The church that I serve is an Open and Affirming congregation of the United Church of Christ in a small town in Iowa. Our larger community doesn’t always feel like it is open or affirming. It’s easy to think that we are one of just a few voices—maybe even the only voice—that supports LGBTQ+ people in our community. And I know that there are some people in the congregation who worry about whether people in the larger community think of us as ‘the gay church’ and what that means for us.
So it was heartening to see the library put on a program that was aimed understanding the LGBTQ+ community a little bit better and doing the bare minimum to be supportive of people in that community. And it was heartening to see so many people there who were engaging in good faith.
It may have been a very small thing—knowing what the letters mean and learning to respect people’s pronouns isn’t quite revolutionary—but a step forward is a step forward.
And if the library—and at least some people in the larger community—are willing to take those small steps forward, then we can continue to take steps forward, too.
The second thing is that there were a lot of religious people there to support the LGBTQ+ community.
Yes, the people who were there to disrupt the conversation let the room know that they were Christian and that they believed the Bible. And there is so much that we could unpack there that I am not going to unpack here.
But, I know that there were two pastors from the United Church of Christ, one from the Evangelical Lutheran Church in America, one from the Episcopal Church, and one from the Metropolitan Community Church.
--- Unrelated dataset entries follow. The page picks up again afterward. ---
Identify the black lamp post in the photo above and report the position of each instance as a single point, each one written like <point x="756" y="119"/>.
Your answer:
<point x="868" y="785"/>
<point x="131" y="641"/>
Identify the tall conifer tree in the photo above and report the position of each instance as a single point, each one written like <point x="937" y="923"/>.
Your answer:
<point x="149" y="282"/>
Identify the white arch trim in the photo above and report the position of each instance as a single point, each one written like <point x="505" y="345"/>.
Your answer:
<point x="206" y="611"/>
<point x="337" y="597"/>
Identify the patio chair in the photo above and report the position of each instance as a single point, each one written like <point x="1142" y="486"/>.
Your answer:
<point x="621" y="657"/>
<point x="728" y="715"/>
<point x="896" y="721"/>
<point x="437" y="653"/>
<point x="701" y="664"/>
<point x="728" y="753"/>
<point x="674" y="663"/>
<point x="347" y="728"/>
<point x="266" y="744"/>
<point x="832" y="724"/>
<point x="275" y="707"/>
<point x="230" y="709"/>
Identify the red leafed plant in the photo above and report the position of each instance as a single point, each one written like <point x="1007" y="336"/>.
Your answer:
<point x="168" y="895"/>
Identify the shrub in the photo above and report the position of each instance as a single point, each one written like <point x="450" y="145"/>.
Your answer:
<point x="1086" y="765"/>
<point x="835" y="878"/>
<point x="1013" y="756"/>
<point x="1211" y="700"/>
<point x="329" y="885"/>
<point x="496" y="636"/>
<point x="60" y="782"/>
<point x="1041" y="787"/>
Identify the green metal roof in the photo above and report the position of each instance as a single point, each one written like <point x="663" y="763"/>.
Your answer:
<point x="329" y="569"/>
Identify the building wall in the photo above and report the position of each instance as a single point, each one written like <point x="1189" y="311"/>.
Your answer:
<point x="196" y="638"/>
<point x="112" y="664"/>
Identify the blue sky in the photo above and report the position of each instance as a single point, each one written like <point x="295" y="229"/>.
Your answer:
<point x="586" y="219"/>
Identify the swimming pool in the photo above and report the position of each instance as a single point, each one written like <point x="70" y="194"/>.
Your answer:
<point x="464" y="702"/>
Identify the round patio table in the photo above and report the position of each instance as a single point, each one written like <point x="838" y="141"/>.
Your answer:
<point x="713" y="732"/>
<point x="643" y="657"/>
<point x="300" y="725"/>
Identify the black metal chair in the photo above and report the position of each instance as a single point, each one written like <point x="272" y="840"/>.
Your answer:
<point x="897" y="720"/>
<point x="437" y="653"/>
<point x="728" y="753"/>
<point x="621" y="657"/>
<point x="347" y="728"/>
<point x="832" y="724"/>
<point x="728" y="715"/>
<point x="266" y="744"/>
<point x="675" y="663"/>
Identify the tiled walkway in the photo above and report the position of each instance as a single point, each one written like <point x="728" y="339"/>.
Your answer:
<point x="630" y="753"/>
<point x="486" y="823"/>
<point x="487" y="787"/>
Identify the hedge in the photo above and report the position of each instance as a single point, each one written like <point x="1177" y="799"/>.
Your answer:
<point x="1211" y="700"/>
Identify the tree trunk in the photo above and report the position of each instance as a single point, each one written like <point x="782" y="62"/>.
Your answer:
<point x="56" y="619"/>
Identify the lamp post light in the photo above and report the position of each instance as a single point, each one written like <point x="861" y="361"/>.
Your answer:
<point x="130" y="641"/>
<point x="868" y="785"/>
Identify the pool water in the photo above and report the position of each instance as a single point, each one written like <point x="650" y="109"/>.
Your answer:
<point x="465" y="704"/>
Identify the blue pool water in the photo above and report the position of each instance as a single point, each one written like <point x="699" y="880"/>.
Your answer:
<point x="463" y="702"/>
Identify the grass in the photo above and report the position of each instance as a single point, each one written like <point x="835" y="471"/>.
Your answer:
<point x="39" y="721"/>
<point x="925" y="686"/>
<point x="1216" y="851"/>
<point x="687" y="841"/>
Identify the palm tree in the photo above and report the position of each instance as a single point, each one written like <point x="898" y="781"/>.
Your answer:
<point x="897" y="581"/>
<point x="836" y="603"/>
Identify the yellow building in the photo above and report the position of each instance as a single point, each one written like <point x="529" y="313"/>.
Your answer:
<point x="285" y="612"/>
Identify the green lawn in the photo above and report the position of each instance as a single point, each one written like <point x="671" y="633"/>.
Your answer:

I also know that there was a rabbi. And, of course, there were members of all of those traditions and more. And all of those people were there to support the library, the speaker, and the LGBTQ+ community. Many of them even spoke up to counter the folks who were there to disrupt the conversation.
And that matters. Speaking from a Christian perspective, there are a lot of LGBTQ+ people and allies who believe that there is no place in the church for them. And they believe that because the congregations of the church have told them—have shown them—that there is no place in the church for them.
And, of course, I believe that means that they are missing out on something. But I also believes that means that the church—the very body of Christ—is missing out on something: the church is impoverished by its own practices of exclusion.
So it is important that people hear the gospel as it is presented by the inclusive church. And that means that it is important for the inclusive church to show up and present the gospel.
A quick aside:
I want to be clear that this doesn’t mean that LGBTQ+ folks or their allies will start coming to the church, or join any religious tradition, even if it is inclusive. Nor do I expect them to. The church has done a lot of damage. There is a lot of trauma there. And simply preaching an inclusive gospel is not going to repair that.
But it might be an early step in the church’s work of repenting for its exclusion and repairing the relationships that it has damaged. And that’s a good thing.
So, I am grateful for the library and the presenter for hosting this event. I am grateful for all of the community members who showed up in good faith. And I am grateful for all of the religious folks who showed up to support the event and the community
Showing up is important work. Sometimes, it is even hard work. But it the first step in making change happen.